Eigentlich sind Brutus nur auf der Durchreise zum Reeperbahnfestival in Hamburg, das an diesem Wochenende stattfindet – doch die kleine Bühne im Keller des Béi Chéz Heinz ist für die Belgier Grund genug, für eine exklusive Clubshow in Hannover. Gemeinsam mit der Bielefelder Band Soonago sorgen die belgischen Progressive-Rock-Virtuosen dafür, dass sich diese kalte Septembernacht ein bisschen wärmer anfühlt.
„Bass, Gitarre, Drums und der Gesang von Stefanie Mannaerts verdichten sich zu einem vielschichtigen Klangteppich und breiten sich aus – in jeden Winkel des Herzens.“
Düsterer Progressive-Nachwuchs
Um das Publikum auf Brutus einzustimmen, sind die Bielefelder von Soonago eine nahezu perfekte Wahl. Auch wenn es bisher an großer Bekanntheit mangelt, ist ihr instrumenteller Progressive-Rock alles andere als unauffällig. Das Quartett spielt sich schnell warm und der glasklare Sound trägt sein Übriges dazu bei, dass sich die Stimmung schnell aufheizt. „Guten Abend, wir sind Soonago. Viel Spaß beim Zuhören!“ begrüßt Bassist Simon Kohler die Hannoveraner. Das Songkonzept der Bielefelder ist so einfach, wie genial: Denn in ihre 40 Minuten Spielzeit passen exakt fünf Lieder. Eins vielschichtiger, verworrener und sphärischer als das andere. Mal mit härteren Parts, in denen Gitarre und Drums dominieren, mal melancholisch. „Habt ihr noch Bock?“, fragt Kohler nach. „Allright, letzter Song. Er ist so neu, dass wir es noch nicht geschafft haben, das Licht zu programmieren. Also konzentriert Euch bitte nur auf die Musik“. Mit schummrig grüner Beleuchtung geht es weiter: Der neue Song weist deutlich mehr Post-Metal-Elemente als das bisher Gehörte auf. Als die letzten Töne verklingen, bricht das bereits gut gefüllte Heinz in Beifall aus.
Bildergalerie: Soonago
Eine Schublade reicht hier nicht aus
Brutus sind alles andere als gewöhnlich. An der Spitze des Trios steht eine starke Frau, Sängerin und Drummerin Stefanie Mannaerts. Auch musikalisch lassen sich die Belgier in keine Schublade stecken – Progressive Rock, Punk, Hardcore-Beats, Post-Rock und metallische Klänge verschmelzen mit einem Hauch von Popmusik. Das Ergebnis klingt wie ein eigensinniger Mix aus den Cranberries, Subways und Björk. Genau wie auf ihrer zweiten Platte „Nest“ eröffnet das energiegeladene Stück „Fire“ die Setlist. Diese stellt sich als gelungener Mix aus den beiden LPs heraus, in dem sowohl Platz für treibende wie auch für ruhige Stücke ist. Besonders in punklastigen Stücken wie „Drive“ kommt das angenehm Kratzige in der Stimme der Drummerin und Sängerin hervor.
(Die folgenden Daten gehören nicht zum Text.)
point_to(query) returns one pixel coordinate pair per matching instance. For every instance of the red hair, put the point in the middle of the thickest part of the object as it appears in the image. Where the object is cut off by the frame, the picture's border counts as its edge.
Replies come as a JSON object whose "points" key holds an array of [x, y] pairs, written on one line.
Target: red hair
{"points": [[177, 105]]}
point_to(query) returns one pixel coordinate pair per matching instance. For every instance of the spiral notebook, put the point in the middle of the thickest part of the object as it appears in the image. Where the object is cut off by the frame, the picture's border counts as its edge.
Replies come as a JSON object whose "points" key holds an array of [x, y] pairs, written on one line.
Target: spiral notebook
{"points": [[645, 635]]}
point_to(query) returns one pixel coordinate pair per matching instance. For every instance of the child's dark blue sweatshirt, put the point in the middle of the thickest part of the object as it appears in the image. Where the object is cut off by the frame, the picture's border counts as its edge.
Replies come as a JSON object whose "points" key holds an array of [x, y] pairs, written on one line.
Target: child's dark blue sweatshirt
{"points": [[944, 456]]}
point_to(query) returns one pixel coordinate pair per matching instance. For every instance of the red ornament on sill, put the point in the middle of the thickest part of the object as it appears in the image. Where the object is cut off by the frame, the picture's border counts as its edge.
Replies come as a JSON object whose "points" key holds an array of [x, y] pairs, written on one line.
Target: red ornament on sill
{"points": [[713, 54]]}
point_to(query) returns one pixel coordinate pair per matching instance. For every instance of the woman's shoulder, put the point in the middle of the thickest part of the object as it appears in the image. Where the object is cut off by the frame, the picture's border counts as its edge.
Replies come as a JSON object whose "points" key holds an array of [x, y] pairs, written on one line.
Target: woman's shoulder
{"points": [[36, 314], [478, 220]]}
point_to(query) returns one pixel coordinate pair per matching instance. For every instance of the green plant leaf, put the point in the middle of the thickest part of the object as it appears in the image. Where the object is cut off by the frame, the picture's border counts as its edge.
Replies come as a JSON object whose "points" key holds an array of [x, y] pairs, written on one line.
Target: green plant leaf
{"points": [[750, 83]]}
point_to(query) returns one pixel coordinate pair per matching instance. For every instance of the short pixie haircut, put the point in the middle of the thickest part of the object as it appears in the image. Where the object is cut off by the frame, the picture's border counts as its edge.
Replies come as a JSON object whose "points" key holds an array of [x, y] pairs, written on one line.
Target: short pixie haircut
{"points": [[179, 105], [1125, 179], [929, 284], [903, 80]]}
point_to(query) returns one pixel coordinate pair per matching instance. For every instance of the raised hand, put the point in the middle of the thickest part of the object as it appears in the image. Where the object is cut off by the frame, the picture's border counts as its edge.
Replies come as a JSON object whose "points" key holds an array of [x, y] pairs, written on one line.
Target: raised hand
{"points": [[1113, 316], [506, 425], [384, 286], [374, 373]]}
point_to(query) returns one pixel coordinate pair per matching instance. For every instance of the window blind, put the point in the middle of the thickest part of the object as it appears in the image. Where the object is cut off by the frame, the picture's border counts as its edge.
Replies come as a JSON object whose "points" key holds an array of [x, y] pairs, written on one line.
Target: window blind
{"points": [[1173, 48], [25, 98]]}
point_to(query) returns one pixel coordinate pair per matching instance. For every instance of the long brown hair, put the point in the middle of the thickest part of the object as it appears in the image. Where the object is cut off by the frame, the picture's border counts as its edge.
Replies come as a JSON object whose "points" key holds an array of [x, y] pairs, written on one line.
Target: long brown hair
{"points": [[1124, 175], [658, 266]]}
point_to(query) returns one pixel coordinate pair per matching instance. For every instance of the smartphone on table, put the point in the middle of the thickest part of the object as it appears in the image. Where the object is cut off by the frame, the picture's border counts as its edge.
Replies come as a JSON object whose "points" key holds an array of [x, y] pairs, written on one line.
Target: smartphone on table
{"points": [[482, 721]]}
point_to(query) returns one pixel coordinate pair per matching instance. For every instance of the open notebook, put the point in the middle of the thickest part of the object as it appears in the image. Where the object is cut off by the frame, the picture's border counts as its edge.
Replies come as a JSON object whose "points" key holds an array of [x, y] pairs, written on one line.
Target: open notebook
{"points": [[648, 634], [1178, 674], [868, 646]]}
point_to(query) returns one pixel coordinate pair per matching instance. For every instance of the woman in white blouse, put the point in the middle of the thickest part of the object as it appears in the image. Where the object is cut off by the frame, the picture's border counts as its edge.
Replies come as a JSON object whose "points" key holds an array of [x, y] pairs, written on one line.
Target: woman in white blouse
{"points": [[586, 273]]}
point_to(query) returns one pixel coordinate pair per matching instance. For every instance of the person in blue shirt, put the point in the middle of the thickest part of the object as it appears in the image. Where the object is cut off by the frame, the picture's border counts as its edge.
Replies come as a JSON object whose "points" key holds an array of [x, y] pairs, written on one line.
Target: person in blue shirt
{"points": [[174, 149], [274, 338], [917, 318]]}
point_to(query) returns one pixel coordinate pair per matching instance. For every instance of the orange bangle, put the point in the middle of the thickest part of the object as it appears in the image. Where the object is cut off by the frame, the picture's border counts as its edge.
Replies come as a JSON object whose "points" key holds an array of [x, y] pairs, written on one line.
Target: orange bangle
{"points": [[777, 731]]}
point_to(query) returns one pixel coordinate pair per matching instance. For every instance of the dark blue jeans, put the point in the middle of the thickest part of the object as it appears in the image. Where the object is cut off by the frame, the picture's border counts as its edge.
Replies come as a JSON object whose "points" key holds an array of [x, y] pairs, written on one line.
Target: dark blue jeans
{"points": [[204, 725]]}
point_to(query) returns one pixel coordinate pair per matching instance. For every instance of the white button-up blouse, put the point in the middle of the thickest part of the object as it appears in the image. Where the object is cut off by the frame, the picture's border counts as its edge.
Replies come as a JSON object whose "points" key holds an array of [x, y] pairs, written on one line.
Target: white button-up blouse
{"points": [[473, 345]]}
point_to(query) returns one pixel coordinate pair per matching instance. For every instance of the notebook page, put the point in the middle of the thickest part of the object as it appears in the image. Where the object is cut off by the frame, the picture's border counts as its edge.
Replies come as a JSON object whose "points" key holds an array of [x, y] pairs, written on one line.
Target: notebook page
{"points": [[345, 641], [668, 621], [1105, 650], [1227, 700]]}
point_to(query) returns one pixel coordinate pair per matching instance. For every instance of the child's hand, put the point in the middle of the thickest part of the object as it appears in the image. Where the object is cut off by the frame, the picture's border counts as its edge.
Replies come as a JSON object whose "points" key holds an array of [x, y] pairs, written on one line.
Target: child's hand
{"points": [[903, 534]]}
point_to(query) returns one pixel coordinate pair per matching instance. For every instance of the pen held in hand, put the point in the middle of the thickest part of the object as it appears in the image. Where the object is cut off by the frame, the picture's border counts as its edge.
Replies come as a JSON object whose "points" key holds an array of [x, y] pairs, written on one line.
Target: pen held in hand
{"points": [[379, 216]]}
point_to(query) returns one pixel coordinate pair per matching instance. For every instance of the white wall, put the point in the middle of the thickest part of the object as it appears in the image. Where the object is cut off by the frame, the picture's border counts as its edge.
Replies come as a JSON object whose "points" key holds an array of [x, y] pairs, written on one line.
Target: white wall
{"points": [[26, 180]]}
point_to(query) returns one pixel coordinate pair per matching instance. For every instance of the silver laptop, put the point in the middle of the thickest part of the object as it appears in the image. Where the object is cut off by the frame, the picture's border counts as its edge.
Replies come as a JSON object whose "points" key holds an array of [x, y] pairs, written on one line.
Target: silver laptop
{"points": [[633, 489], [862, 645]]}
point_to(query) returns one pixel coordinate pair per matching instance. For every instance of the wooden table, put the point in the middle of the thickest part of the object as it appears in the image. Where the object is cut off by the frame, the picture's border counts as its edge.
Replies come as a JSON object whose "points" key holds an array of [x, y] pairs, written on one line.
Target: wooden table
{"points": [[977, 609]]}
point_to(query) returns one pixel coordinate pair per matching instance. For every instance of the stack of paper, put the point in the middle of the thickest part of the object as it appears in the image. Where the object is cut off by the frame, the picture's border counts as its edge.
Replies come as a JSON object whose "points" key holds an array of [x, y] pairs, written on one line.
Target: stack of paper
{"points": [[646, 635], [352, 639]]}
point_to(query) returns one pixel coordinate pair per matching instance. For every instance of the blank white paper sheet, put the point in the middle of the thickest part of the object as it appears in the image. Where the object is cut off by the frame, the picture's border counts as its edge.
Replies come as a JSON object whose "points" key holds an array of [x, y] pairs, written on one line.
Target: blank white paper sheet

Unaufgeregt, echt und alles andere als gewöhnlich
„Thank you for coming“ richtet Mannaerts das Wort zum ersten Mal ans Publikum. Bei „War“ verdichten sich Bass, Gitarre, Drums und der Gesang von Stefanie Mannaerts zu einem vielschichtigen Klangteppich und breiten sich aus – in jeden Winkel des Herzens. Gleichzeitig kann man bei Zeilen wie „Unleash war, Your hate will always be my guide, This time again, After all the tears we had“ spüren, wie groß der Weltschmerz ist, den das ungleiche Trio einem entgegen schmettert. Danach folgen unter anderem „Distance“, „Justice De Julia II“ und „Techno“. Viel Wirbel machen die Belgier nicht – aber das ist bei ihrem Sound auch gar nicht notwendig. Die Lightshow wirkt minimalistisch, alle Bewegung auf der Bühne ist auf das Notwendigste reduziert. Denn nichts soll von ihrer grandiosen Musik ablenken. „We have two more songs, thank you for coming“, reißt die trommelnde Sängerin das Publikum aus seiner Trance. Mit einer schnelleren Version von „All Alone“ und dem Album-Closer „Sugar Dragon“ neigt sich dieser Konzertabend schließlich dem Ende zu. Ohne weitere Zugaben, dafür aber unter großem Jubel und Applaus, verlassen die drei Musiker hastig und geradezu schüchtern die Bühne.